If I was to change the value so that it means "no result", that is "false" as you suggested, I would have to set all the variables on the php side. I would as well declare them like $project->_image=''; so that they have default non-null value, but this would defy the whole purpose, that would mean I was helping TBS instead of it assisting me. By putting noerr everywhere I feel like I'm doing a constant hack to a very common thing that would be naturally done.

I don't know, maybe I'm doing something completely wrong.
By: lauren
Date: 2011-04-01
Time: 00:52

Re: 3.7

forgive me jumping into this discussion but i had to just say that:

<?php
if ($_GET['formPosted']=='1')
   $result='Thank you for sharing.";

strikes me as very bad programming practice ... you have a codepath that will try to use a non-existant variable and you want it not to produce an error or even a warning? this is absolutely illegal in most languages i have ever used and for good reason, so i would like to say that the error output from TBS in this case is a good thing imho
By: ege
Date: 2011-04-04
Time: 16:27

Re: 3.7

>>...you have a codepath that will try to use a non-existant variable and you want it not to produce an error or even a warning? this is absolutely illegal in most languages i have ever used and for good reason...
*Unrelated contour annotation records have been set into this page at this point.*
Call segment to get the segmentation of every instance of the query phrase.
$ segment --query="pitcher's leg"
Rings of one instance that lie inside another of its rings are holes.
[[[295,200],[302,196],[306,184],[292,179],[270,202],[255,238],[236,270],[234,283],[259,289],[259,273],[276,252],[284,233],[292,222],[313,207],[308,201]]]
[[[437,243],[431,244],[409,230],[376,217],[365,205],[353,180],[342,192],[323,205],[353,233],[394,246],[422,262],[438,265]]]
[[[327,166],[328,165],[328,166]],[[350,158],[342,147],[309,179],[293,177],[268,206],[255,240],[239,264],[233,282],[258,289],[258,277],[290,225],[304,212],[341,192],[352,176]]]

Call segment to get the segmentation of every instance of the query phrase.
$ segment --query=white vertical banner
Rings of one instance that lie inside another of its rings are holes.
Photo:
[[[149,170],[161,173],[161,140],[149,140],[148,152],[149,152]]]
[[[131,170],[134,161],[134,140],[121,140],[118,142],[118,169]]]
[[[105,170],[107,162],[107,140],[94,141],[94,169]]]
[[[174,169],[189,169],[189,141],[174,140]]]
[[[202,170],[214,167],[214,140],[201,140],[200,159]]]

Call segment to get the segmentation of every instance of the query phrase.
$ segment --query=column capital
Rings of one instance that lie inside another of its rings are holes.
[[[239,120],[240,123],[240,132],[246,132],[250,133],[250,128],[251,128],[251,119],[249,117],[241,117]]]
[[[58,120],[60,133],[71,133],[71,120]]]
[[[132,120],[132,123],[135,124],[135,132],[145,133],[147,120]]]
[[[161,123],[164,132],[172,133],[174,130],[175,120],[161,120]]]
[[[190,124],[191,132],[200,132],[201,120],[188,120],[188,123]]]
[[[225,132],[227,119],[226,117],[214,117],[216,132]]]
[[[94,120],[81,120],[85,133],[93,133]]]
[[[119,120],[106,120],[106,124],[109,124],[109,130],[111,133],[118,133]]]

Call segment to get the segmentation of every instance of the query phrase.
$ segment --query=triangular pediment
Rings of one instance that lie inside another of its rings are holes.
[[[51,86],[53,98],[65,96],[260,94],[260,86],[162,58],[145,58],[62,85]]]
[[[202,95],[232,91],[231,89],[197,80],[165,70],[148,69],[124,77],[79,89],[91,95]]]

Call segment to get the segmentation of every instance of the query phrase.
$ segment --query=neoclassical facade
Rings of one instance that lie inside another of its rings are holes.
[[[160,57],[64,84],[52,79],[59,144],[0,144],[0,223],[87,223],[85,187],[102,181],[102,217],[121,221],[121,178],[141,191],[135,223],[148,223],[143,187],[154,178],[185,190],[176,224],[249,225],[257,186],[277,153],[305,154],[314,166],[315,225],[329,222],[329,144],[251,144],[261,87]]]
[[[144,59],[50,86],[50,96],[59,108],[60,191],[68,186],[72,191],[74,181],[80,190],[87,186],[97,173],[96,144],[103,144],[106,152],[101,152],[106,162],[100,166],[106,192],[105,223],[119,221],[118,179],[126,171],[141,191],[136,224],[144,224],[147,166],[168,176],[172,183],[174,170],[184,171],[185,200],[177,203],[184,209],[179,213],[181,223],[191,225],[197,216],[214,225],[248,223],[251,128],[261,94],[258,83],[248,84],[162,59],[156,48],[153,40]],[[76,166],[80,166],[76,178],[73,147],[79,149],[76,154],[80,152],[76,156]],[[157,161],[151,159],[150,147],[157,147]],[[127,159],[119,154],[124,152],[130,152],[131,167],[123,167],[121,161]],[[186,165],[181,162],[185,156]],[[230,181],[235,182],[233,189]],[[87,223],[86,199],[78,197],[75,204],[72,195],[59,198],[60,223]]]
True, most languages don't allow the use of undeclared variables. I also agree that it's not the most disciplined programmer's choice either.  On the other hand, every language has its own peculiarities and php is different in the sense that although you can configure it to produce warnings in such cases, the default, out-of-the-box configuration doesn't produce any warnings. So, yes, I expect no error/warning to be produced and it is the already the default behavior.

edit: PHP configured to show warnings on undeclared variables even forces you to check array indexes. So above code, properly written, would look like this:
$result='';
if (isset($_GET['formPosted']) && $_GET['formPosted']=='1')
  $result='Thank you for sharing';
This is about 60% more coding for the same effect, which doesn't even make the code more cleaner or easier to read either. Just my opinion.
By: Skrol29
Date: 2011-04-05
Time: 21:11

Re: 3.7

> if (isset($_GET['formPosted']) && $_GET['formPosted']=='1') $result='Thank you for sharing';
> This is about 60% more coding for the same effect, which doesn't even
> make the code more cleaner or easier to read either.

This is what you have to do in order to have portable code.

> If I was to change the value so that it means "no result", that is "false" as you suggested,
> I would have to set all the variables on the php side.

This is what I quite always do. I variable which is not set often mean for me a forgotten variable.